Transcription (copying) of information from a DNA molecule onto a messenger RNA
molecule
Transcription (copying) of information from a DNA molecule onto a messenger RNA molecule is carried out by a molecular machine called RNA polymerase (RNAP). Initiation of the transcription process (schematic A) is followed by the engagement of the transcription machinery resulting in the elongation of the RNA strand (schematic B). A pause during this process helps to regulate the rate of copying. A molecular model of the real system is shown (C). The DNA is shown as the twin coils of rounded blue bead-like nucleotides protruding at top and bottom, the RNAP is shown as the long purple spaghetti-like molecular machinery, and the RNA transcript is shown in green emerging from the centre of the RNAP. (Images from www.wikipedia.org)

Ingenious transcripts

The first step in using the complex information stored on the DNA molecule is to transcribe (copy) it onto a messenger RNA molecule (mRNA). Transcription is carried out by a molecular machine called RNA polymerase (RNAP) which attaches to the DNA strand at the START end of a gene and works its way, nucleotide by nucleotide, to the STOP end, producing an exact complimentary copy of each nucleotide at each step in the chain. More than one RNAP can work on a particular gene at any one time, and a recent study by an international team working on the mechanics of transcription found that in a culture of human cells there were, on average, two RNAPs per gene.2

The rate of transcription often needs to vary—for example, in response to environmental stress or a fight-or-flight threat situation—and one might think that the best way to increase the rate would be to increase either the number of copying machines working on the gene, or to increase the speed at which the machines progress along the DNA. Surprisingly, cells use neither of these options.

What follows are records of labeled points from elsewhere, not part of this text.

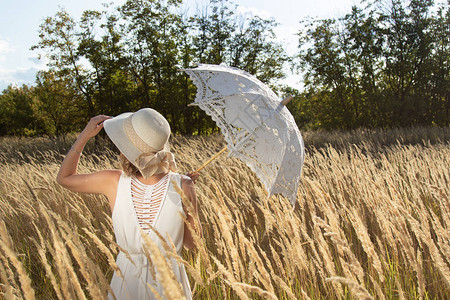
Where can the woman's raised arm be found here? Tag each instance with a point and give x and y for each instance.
(101, 182)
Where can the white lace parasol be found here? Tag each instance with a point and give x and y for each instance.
(258, 128)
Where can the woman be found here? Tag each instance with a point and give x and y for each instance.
(141, 196)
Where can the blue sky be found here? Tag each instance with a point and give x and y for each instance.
(20, 20)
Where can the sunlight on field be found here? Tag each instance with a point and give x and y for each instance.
(371, 222)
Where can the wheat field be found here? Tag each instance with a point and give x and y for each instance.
(371, 222)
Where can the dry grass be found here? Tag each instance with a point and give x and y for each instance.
(371, 222)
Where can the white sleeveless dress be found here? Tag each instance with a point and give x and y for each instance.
(136, 274)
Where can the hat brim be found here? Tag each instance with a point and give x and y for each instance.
(115, 130)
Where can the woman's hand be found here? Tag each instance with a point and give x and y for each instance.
(94, 126)
(193, 175)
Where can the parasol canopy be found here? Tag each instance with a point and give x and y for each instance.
(258, 128)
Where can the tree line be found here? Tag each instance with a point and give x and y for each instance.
(383, 64)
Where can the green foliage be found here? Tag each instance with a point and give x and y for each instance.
(17, 112)
(385, 65)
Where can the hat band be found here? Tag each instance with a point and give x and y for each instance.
(135, 139)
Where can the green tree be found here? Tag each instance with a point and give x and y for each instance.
(17, 112)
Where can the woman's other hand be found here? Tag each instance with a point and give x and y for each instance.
(193, 175)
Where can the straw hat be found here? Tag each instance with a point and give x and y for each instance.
(143, 138)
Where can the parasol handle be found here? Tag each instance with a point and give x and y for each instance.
(211, 159)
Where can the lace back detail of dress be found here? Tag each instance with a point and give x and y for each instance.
(147, 200)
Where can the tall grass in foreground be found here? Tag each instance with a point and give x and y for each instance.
(371, 222)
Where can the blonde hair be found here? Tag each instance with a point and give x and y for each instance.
(127, 167)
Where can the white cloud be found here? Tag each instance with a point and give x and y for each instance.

In a normal metabolic state, RNAP copying seems stunningly inefficient. Only about 1 in 90 transcripts produce mature messenger RNA; the majority are aborted. Furthermore, the measured step-by-step transcription rate goes about twice as fast as previously measured for whole transcript production because along the way there are quite long pauses.

There are three main phases in the transcription process. First, a region upstream of the transcription site called the promoter is activated. Second, the promoter acts upon an adjacent region to initiate the formation of the transcription machinery. Third, when the transcription machinery goes into action, it is said to be engaged in the copying process.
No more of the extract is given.